第28話

「何かな、聞きたいことって……」

「どうしたの? ユメちゃん。そんな怖い顔して……。おほほほ……」

 フレイアとカズアキがびくびくしながら座る正面に、ユメ達四人が並んで座っている。

「すいません、お母さん。ちょっといくつかわからないことがあって」

「わからないこと?」

「水無月さん。あなた、桜空くんと電話番号の交換した?」

「ええ? そんなことしたことありませんわ」

 すると、タカノリがはっと何かを思い出す。

「あ、そういえば桜空、さっき水無月さんに電話してたよな。水無月さんスマホは?」

「かばんに入れたままで気づきませんでした……。えっとぉ……あれ?」

「着信履歴、誰になってる?」

「カオル……?! どうして?」

「やっぱり! 私もさっき彼と番号交換したんだけど、登録してたカオルのと同じ番号だった……。桜空くん。水無月さんの番号知ってたことと、カオルと同じ番号だったのはなぜかしら」

「えっとぉ……それは……」

 すると、横からフレイアが助け船を出す。

「あらあらあら。そんなの簡単な理由ですよ。カオルちゃんが使ってた携帯をそのままカズちゃんに譲ったんですよ、ユメちゃん。ふふふ」

「え? カオルのスマホを?」

(母さん、ナイスだ!)

 カオルは心の中で、母の機転のきいた言い訳を称賛した。

「そういうことだったんですか。でも、どうしてカオルのを譲ったんですか?」

「ああ、それは僕がスマホを壊して買い替えようとしてたときで、タイミングよく譲ってもらえたんだよ。電話帳そのままだったからね。水無月さんの番号も登録されてたのを思い出したんだ」

「なるほど、なんだぁ。それですっきりしたわ」

 笑顔になるユメであったが、隣のミラはまだ納得いかないことがあった。

「桜空くんは、どうして水無月さんがここにいるとわかったの?」

「えっとぉ……どうだったかな……」

「あらカズちゃん、忘れたの? それは水無月さんがカズちゃんと同じ学校だったから、もしかしてカズちゃんも知ってるかなと思って、私から電話したのよ」

 次から次へと魔法のようにスラスラと嘘が出てくるフレイア。長年、女神であることを隠して生活してきただけのことはあった。

「そうでしたか……。それで……『母さん』というのは……」

(やっぱりきたか! その質問!)

 カズアキはさっき、油断してフレイアのことを『母さん』と呼んでしまった。いくらフレイアの甥だったとしても伯母さんのことを母と読む理由が見つからない。しかしフレイアは簡単には諦めない。

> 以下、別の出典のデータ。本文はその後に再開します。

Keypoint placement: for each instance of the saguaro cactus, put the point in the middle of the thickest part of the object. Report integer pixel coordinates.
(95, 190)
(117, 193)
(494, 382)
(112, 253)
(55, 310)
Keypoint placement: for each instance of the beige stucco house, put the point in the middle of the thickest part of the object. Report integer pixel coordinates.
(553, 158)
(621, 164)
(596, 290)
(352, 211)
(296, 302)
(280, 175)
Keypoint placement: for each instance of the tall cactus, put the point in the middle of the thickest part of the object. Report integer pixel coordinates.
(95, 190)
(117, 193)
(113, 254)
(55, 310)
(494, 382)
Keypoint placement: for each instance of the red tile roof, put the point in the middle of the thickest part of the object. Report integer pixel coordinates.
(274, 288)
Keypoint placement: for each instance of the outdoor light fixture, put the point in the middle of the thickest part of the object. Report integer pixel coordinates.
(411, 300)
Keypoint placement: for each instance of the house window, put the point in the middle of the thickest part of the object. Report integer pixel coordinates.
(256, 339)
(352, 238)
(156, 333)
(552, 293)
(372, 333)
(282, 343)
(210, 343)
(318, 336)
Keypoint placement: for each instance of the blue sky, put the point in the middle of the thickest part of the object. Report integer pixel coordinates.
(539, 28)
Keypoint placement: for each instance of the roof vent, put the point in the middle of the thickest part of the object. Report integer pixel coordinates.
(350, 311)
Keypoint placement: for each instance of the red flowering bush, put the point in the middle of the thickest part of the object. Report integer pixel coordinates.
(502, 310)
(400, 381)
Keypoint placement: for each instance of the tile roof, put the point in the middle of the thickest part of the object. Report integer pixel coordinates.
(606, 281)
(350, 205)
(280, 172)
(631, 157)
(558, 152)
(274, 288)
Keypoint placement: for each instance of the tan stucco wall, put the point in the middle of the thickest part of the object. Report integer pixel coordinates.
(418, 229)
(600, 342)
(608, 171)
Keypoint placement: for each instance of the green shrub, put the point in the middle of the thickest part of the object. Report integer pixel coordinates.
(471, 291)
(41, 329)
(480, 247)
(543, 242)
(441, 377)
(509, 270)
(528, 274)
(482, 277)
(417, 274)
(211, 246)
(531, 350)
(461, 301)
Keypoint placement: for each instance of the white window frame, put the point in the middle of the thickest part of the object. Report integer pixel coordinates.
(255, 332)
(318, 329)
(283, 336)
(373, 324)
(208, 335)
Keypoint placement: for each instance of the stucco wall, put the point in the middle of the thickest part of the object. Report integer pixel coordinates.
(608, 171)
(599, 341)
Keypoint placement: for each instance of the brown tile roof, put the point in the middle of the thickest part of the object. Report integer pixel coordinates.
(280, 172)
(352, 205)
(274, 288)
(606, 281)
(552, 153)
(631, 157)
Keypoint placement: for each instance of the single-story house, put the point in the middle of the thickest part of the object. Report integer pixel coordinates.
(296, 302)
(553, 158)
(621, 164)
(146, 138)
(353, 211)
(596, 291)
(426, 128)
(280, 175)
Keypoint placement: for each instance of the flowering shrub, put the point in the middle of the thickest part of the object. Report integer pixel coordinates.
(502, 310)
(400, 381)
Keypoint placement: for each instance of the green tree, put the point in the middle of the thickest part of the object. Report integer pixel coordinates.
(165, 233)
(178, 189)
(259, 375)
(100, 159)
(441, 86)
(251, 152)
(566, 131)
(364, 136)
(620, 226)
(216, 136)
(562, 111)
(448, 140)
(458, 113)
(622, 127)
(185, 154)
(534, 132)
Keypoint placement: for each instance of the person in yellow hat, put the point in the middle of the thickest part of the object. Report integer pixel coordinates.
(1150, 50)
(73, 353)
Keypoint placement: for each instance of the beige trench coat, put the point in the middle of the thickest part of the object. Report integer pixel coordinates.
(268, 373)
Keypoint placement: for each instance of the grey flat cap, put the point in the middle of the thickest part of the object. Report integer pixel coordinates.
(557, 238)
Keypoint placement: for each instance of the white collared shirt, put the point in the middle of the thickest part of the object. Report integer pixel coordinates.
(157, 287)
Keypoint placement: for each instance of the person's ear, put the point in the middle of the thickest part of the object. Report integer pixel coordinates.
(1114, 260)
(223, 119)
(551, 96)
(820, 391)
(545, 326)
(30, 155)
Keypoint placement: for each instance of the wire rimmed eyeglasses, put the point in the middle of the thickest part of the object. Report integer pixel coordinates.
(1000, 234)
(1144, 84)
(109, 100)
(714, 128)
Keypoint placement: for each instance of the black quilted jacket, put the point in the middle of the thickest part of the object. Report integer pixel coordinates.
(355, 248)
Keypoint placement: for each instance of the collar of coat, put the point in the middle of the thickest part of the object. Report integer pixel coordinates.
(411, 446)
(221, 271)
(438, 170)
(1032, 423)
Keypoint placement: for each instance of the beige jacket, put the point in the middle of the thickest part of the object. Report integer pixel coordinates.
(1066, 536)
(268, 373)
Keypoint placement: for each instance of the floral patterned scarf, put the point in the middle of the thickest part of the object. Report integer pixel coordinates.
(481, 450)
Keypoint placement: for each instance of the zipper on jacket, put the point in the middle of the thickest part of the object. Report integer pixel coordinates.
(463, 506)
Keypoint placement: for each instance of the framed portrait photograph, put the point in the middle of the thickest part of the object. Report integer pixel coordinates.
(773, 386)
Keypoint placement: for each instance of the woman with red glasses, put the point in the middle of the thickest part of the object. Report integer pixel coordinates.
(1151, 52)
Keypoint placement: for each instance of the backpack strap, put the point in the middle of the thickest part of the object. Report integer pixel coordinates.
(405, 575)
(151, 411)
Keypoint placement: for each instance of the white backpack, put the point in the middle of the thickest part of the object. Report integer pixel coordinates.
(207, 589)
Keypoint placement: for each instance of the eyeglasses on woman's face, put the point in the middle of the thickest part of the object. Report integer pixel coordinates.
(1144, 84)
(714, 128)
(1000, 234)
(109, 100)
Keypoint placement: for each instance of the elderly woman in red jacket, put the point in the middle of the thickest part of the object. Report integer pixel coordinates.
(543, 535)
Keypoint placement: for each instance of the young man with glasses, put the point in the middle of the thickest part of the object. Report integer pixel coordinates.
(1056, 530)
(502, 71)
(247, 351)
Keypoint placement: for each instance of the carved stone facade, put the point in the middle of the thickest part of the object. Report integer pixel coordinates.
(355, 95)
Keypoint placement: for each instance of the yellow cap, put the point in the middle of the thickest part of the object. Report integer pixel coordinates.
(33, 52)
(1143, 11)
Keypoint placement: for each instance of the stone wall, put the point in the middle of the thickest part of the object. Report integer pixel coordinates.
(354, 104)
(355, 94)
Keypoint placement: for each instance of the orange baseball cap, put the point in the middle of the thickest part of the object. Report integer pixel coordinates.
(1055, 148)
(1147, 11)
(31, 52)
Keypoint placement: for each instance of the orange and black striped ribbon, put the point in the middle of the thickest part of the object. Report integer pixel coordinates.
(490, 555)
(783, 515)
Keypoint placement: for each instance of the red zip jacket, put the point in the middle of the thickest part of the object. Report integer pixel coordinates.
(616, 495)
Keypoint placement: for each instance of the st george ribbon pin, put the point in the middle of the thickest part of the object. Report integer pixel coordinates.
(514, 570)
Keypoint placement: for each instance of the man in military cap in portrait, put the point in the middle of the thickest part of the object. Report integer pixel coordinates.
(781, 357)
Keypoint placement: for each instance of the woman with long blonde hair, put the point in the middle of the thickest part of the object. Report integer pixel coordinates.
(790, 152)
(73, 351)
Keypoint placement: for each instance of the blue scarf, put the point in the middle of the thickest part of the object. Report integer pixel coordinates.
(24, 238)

「ああ、それは、私がカズちゃんに『お母さん』と呼んでねってお願いしたのよ」

(母さん、それはちょっと苦しいぞ!)

「だってね。カズちゃんの母親は今、オーストリアに行ってるのよ。だから私が母親代わりで彼をしばらく引き取ることにしてね。だから、私のことはお母さんだと思っていいからねって言ったのよ。ということでどうでしょう……」

(『どうでしょう』は余計だ! でも、無理やりではあるけど筋は通ってるか……)

「ええ? 桜空ってこの家に住んでんの?」

「あれ? 陽木くんには言ってなかったっけ?」

「いや、それは聞いてなかったと思うけどな。まあ、いいんだけど……」

「すいません、お母様。いろいろ聞いてしまって」

「いいのよぉ。何でも聞いてちょうだい。でも……カオルちゃんも、カズちゃんもこんな素晴らしい仲間に出会えたなんて幸せだと思うわ。これからも仲良くよろしくお願いしますね」

 全員頭を下げ、カズアキの家をあとにした。



 帰り道、タカノリが不思議そうに首を傾げている。

「でもさぁ、桜空って満島に似てない?」

「そうね。私もそう思ってた。ちょっと優柔不断っぽいところとかもそっくり」

「私もですわ。話し方もとても似ています」

「私も同じことを感じていたわ。バイト先でも、彼じゃないかと錯覚するときがある」


「まさか、同一人物だったりして?!」


 その言葉に全員一瞬黙ってしまうが、ユメがタカノリの背中をバンッと叩いた。

「そんなわけないでしょ! カオルはどう整形してもあの顔にはならないわ!」

「くっくくく……」

「ちょっと、星川さん、そこは笑ったら失礼でしてよ! ふふふ」

「水無月さんも笑ってるじゃない」

「いやいや、整形とかじゃなくて魔法で転生みたいな?」

「あんたって、ほんとバカ? アニメ見過ぎよ!」

 その後も四人は、昔からの友達のように笑いながら話し続けるのだった。